Lord (Howard) Flight argued it is “precisely the wrong time to be attacking the buy-to-let market when the balance of supply and demand is shifting”.
He urged the government to re-think its “sudden attack” on buy-to-let, saying it could “create a sharp fall in prices, if not a crash”.
Chancellor George Osborne announced in November there would be a 3 per cent premium on stamp duty for buy-to-let investors and those buying second homes, in a bid to raise £1bn by 2021.
According to Lord Flight, potential buyers will be put off by the additional 3 per cent stamp duty, particularly on top of existing rates in London.
“A significant increase in those selling buy-to-let properties may also put thousands of tenants’ security at risk as buyers will want to sell with vacant possession.”
This was a second blow to the industry after Mr Osborne in his summer Budget announced plans to stop landlords offsetting interest costs on their mortgages against profits before calculating their tax bill.
Lord Flight claimed this had been the only buy-to-let ‘tax advantage’ previously, and that new measures, however, affect this by limiting the tax deductibility of mortgage interest to a 20 per cent tax rate.
“This will hit more modest buy-to-let investors the most, while many of the more sophisticated have their buy-to-let properties held through a company.”
He argued the government is “misconceived” in thinking buy-to-let investment has squeezed young buyers out of the market, and blamed it on developers “hoarding” land.
“Politically, the government may lose more votes over this issue than they realise: there are many thousand buy-to-let investors living in marginal constituencies.”
Lord Flight described the buy-to-let market as an “entirely sensible market economy development”, which provided an alternative to saving for old age through pension schemes.
He also pointed out that buy-to-let has provided some three million homes for those not able yet to afford to buy property.
“Younger buyers cannot afford market prices in London and the South East, and cannot borrow to finance the substantial stamp duty costs of acquisition.”
In addition, the Tory peer said if there is a crash in property prices in Greater London, this will have a major impact on banks and on the economy as a whole, for which he suggested the government will be blamed.
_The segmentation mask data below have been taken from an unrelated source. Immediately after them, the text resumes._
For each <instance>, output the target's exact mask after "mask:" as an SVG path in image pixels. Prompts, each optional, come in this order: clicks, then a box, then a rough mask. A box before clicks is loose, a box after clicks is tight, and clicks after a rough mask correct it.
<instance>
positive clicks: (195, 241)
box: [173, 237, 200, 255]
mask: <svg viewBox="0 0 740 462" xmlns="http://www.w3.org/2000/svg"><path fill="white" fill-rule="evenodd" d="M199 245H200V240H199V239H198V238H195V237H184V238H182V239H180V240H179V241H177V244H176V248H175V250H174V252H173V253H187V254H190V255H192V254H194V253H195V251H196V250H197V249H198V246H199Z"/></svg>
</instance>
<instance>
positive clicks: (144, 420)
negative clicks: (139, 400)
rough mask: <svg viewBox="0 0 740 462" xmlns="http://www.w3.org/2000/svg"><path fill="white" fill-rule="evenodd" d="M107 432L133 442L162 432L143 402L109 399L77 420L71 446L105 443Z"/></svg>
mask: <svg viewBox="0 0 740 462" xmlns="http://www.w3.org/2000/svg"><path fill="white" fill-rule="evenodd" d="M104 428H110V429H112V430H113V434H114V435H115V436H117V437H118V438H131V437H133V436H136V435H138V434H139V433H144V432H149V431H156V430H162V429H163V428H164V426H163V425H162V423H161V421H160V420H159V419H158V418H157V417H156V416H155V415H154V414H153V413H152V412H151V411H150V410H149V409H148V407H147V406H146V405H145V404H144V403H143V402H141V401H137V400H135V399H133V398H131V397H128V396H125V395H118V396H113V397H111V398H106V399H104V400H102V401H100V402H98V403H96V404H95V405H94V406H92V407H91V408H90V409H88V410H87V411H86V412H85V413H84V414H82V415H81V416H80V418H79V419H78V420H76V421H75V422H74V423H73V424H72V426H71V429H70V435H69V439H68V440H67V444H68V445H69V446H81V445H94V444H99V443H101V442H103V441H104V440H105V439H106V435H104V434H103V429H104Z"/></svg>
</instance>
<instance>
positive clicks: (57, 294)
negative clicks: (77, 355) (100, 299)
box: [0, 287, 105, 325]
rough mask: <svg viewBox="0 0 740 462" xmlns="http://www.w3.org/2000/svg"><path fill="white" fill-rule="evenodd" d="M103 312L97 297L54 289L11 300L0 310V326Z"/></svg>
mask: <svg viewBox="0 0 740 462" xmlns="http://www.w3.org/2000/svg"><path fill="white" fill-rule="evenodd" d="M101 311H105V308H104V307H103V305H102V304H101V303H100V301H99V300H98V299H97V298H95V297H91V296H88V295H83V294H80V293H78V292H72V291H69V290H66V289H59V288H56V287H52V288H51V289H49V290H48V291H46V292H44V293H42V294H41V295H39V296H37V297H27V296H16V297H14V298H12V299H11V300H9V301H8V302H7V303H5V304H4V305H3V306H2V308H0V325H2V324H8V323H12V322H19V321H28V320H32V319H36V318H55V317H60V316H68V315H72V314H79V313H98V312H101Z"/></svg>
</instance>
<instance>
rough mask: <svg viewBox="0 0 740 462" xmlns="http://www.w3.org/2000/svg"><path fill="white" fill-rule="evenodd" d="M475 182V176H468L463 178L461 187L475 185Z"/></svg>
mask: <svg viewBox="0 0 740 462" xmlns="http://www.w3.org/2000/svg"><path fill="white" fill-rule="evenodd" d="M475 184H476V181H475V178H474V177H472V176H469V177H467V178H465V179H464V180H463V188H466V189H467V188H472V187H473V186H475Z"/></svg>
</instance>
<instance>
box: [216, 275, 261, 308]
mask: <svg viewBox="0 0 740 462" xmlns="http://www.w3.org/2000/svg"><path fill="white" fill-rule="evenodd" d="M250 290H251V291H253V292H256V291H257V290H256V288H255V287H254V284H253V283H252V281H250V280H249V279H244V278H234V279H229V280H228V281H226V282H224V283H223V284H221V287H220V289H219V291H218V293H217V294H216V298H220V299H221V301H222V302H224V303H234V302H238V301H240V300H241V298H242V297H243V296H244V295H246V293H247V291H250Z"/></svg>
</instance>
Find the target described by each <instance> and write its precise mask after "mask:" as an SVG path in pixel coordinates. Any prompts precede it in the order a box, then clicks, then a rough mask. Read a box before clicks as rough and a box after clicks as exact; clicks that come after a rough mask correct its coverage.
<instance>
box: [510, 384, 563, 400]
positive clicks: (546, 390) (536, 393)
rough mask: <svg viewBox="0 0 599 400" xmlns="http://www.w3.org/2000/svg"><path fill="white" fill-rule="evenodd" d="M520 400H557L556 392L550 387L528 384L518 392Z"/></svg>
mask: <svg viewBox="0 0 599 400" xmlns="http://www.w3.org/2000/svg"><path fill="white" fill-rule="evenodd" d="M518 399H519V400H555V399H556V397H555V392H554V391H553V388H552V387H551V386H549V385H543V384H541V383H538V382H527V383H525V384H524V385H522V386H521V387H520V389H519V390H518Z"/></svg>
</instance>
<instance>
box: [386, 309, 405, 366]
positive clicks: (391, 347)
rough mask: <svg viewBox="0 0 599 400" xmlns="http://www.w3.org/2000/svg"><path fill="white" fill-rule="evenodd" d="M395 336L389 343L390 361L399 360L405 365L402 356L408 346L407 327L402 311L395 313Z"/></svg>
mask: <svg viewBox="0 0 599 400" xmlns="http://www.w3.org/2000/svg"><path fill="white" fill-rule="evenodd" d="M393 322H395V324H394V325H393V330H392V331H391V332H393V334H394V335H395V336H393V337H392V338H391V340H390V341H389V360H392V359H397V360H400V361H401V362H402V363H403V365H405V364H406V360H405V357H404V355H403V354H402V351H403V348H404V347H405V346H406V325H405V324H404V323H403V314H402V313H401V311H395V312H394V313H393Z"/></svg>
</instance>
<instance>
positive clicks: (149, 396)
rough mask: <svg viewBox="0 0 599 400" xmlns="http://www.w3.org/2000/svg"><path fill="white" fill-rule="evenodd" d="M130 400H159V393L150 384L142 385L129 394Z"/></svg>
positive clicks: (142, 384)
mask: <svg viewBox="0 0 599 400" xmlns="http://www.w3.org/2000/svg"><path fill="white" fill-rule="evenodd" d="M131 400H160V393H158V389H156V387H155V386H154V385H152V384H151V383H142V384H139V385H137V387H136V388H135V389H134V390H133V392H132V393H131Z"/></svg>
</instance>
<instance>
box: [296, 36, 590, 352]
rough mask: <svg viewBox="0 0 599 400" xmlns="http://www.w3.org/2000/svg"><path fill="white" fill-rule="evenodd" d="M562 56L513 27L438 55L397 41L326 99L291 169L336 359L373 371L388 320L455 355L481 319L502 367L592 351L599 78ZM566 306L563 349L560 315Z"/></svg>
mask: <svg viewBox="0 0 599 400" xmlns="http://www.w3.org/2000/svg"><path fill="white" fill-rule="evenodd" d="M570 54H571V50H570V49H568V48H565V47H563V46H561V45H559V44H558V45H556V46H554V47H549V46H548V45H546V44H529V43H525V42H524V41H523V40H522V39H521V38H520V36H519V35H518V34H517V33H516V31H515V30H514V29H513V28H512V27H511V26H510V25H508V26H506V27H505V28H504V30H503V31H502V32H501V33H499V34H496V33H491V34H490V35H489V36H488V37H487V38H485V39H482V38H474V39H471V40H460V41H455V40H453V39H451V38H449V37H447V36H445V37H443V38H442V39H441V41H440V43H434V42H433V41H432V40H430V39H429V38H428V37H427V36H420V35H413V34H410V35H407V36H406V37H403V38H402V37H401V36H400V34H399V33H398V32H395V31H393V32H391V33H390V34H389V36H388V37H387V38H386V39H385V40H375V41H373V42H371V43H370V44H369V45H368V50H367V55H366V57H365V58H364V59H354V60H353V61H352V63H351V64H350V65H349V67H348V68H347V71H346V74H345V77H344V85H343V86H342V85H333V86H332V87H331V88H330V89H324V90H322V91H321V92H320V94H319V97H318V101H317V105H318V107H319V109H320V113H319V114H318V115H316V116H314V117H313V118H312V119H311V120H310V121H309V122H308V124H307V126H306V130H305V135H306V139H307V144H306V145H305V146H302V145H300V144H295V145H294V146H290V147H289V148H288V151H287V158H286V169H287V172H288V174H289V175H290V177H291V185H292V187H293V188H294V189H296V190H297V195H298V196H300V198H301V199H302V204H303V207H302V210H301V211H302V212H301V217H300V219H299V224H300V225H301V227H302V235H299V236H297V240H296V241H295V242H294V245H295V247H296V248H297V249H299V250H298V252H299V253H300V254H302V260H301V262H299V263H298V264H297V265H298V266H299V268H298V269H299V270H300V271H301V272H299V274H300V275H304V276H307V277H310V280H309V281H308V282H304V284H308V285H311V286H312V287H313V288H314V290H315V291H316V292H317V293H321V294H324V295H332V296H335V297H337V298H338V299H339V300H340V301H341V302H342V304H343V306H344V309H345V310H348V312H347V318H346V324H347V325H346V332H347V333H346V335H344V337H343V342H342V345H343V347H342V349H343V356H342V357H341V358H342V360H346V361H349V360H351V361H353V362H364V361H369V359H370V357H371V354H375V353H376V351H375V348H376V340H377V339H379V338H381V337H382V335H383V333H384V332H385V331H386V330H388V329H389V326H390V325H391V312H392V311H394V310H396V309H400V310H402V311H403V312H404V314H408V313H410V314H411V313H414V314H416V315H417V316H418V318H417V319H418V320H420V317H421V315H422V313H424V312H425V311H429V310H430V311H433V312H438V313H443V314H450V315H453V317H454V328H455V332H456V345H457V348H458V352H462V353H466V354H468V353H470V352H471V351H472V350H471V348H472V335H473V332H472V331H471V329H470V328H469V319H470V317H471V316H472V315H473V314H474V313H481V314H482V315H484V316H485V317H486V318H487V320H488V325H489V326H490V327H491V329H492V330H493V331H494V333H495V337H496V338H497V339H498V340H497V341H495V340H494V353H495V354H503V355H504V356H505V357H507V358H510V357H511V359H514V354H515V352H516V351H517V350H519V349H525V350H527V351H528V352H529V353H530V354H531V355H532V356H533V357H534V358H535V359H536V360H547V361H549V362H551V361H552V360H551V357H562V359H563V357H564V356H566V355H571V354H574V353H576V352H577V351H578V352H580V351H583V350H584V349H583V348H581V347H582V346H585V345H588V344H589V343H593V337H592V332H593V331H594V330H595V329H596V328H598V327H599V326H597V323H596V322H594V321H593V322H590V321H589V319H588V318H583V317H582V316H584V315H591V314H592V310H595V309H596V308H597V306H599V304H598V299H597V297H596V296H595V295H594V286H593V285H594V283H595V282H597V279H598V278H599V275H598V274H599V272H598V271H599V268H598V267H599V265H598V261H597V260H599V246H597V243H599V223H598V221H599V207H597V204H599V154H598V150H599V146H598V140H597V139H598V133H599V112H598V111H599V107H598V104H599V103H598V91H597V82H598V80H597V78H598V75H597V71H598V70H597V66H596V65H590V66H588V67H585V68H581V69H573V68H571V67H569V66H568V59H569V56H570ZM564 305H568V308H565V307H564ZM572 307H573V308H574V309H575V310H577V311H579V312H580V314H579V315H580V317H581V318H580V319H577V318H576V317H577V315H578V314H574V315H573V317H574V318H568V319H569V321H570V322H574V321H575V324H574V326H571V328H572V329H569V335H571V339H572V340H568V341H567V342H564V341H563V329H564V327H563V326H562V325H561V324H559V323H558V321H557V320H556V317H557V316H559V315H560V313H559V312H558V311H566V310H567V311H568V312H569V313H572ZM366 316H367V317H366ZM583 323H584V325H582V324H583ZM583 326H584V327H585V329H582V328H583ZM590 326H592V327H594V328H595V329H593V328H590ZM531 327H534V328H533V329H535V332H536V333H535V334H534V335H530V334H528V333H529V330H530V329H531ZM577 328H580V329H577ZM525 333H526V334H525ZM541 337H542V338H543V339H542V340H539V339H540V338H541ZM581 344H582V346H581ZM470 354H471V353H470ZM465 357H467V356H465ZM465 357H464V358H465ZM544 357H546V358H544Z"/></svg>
He argued that it would have been much fairer for the reduced 20 per cent allowable offset tax on mortgage interest to apply to new, and not existing, buy-to-let investments.
Andrew Turner, director of intermediary CommercialTrust.co.uk, said he agreed with Lord Flight’s observation that scarcity of property, rather than the popularity of buy-to-let investment, is the chief factor in driving up prices to unaffordable levels and locking millions of buyers out of the market.